A new study, published in the European Spine Journal, suggests that a computer-aided method has the potential for automatic Cobb angle measurement and scoliosis diagnosis on chest X-rays. As the Cobb angle is involved in therapeutic decisions of scoliosis, the authors emphasise the “crucial” nature of the reliability and accuracy of this measurement.
The investigators, Yaling Pan (Ruijin Hospital, Shanghai Jiao Tong University School of Medicine, Shanghai, China), Qiaoran Chen (Shenzhen Yi-Yuan Intelligence, Shenzhen, China), and colleagues, used two Mask R-CNN models as the core of a computer-aided method to separately detect and segment the spine and all vertebral bodies on chest X-rays, and the Cobb angle of the spinal curve was measured from the output of the MASK R-CNN model.
To evaluate the reliability and accuracy of the computer-aided method, Pan, Chen, and colleagues measured the Cobb angles on 248 chest X-rays from lung cancer screening using a computer-aided method, and two experienced radiologists used a manual method to separately measure Cobb angles on the aforementioned chest X-rays.
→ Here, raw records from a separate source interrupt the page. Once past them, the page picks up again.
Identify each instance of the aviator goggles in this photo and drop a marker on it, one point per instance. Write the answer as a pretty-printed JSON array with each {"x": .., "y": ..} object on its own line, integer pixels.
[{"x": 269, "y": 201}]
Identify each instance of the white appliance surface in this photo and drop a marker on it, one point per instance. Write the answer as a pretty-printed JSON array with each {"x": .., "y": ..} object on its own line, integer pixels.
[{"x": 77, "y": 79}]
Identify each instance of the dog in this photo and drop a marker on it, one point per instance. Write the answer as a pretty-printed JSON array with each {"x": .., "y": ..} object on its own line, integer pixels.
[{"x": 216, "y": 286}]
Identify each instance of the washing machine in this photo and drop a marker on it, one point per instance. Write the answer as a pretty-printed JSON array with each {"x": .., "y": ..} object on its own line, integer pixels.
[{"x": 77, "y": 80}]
For manual measurement of the Cobb angle on chest X-rays, the intraclass correlation coefficients (ICC) of intra- and inter-observer reliability analysis was 0.941 and 0.887, respectively, . According to the authors, these results indicated that the computer-aided method had good reliability for Cobb angle measurement on chest X-rays.
In addition, using the mean value of Cobb angles in manual measurements above 10 degrees as a reference standard for scoliosis, the investigators found that the computer-aided method had good accuracy for scoliosis diagnosis on chest X-rays.
Pan and colleagues note that a few previous studies have been conducted for measuring the Cobb angle. For example, a contour and angle-function based methodology was proposed by Bonanni et al as an alternative to the classical vertebra endplate method for determining the Cobb angle. The method was less sensitive to noise and image artefacts because of dependence on the overall spine features.
They also mention that, recently, several studies have attempted to develop computer-aided methods using a deep learning technique. Wu et al, for instance, proposed a multi-view correlation network (MVC-Net) that allowed automatic assessment of the spinal curvature on anteroposterior and lateral X-ray views through joint multi-view input feature learning and explicit reinforcement of reciprocal relationships between the spinal landmark and Cobb angle. However, the MCV-Net might not be ideally suited for elderly patients with scoliosis, say the authors of this study, because the spinal landmark located in the four vertices of each vertebral body would be varied with the formation of marginal osteophytes.
Zhang et al developed a computer-aided method using a deep neural network that still requires manual intervention, such as assignment of vertebral patches, and was therefore “not reliable” to measure Cobb angle for in vivo radiographs, remark Pan and colleagues.
The investigators highlight a few limitations of the present study. Firstly, they note that the cobb angle measured by the computer-aided method was the maximum angle between the superior perpendicular of cranial vertebrae and inferior perpendicular of caudal vertebrae at the longitudinal central line of the vertebral body. When the spinal curves were ≥3, the computer-aided method might occasionally yield an incorrect result.
In addition, the whole spine radiographs were considered as the standard images for scoliosis assessment. The computer-aided method was needed to be trained and tested on the whole spine radiographs, and, finally, this retrospective study was a preliminary evaluation of the computer-aided method, and a prospective evaluation would be performed in further study.